Bulgaria Adopts Euro As Its Official Currency
Bulgaria joined the EU in 2007 but only met the eurozone’s entry requirements in January 2025, after years of political instability delayed the process.

Bulgaria, the European Union’s poorest member state, has switched to the euro, moving ahead of countries such as Poland, the Czech Republic and Hungary. In cities, many young and business-minded Bulgarians see the change as a positive step. But in rural areas, especially among older people, the move away from the lev has triggered anxiety and resentment, with fears that the euro could bring economic trouble. As a result, the transition has become politically sensitive.
Bulgaria joined the EU in 2007 but only met the eurozone’s entry requirements in January 2025, after years of political instability delayed the process. The criteria, set under the Maastricht Treaty, include strict limits on inflation, budget deficits, public debt, exchange rate stability and interest rates. In January 2025, the EU formally confirmed that Bulgaria had met these conditions, clearing the way for euro adoption.
From August 2025, retailers were legally required to display prices in both lev and euro. One euro is fixed at 1.95583 lev, or roughly two lev.

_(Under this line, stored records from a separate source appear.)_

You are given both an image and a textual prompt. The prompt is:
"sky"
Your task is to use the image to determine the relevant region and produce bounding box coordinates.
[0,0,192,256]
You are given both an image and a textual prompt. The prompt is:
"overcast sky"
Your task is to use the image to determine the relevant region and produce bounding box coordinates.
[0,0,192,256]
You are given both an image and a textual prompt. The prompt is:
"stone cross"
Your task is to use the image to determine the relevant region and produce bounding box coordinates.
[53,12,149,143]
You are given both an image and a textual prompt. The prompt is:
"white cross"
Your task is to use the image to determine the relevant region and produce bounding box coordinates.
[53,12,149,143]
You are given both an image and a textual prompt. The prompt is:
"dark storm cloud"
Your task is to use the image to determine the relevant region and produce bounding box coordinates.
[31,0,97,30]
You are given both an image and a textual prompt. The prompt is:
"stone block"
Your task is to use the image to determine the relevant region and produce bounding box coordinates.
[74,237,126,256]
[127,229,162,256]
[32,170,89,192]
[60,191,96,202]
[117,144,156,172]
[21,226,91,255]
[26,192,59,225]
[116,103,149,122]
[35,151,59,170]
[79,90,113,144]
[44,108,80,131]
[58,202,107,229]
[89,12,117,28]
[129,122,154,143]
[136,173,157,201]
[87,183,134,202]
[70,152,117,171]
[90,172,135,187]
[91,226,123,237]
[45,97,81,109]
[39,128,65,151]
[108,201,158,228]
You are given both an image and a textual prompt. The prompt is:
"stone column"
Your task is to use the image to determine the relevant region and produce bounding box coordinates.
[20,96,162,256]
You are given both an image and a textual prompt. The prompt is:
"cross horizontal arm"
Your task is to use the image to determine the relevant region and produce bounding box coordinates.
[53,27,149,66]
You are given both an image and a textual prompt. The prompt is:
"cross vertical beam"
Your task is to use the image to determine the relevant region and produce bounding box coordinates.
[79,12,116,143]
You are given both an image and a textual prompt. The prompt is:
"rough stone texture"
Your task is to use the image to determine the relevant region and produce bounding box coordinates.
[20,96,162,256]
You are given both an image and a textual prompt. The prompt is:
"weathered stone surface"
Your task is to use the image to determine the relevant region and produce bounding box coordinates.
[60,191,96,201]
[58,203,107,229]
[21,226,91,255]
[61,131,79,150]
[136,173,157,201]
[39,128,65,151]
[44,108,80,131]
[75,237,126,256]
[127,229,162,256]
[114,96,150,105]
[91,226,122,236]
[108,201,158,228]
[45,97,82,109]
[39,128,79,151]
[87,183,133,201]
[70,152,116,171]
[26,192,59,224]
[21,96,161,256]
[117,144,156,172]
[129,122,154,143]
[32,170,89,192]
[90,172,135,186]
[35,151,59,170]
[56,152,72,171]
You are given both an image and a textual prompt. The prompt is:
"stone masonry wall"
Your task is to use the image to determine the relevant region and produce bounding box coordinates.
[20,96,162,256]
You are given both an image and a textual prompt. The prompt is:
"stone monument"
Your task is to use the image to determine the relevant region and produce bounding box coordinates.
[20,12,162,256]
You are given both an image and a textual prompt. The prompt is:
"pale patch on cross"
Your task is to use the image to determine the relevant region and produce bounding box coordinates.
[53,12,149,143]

To address concerns over price rounding, consumer watchdogs were set up, and prices and bank balances were shown in both currencies ahead of the switch. Bank accounts are being converted automatically. For about a month, people can still pay with lev, though change is given in euros. After that, the old currency will gradually disappear from circulation. Lev can be exchanged for free at banks and post offices until June 30, while the Bulgarian central bank will continue to offer exchanges permanently.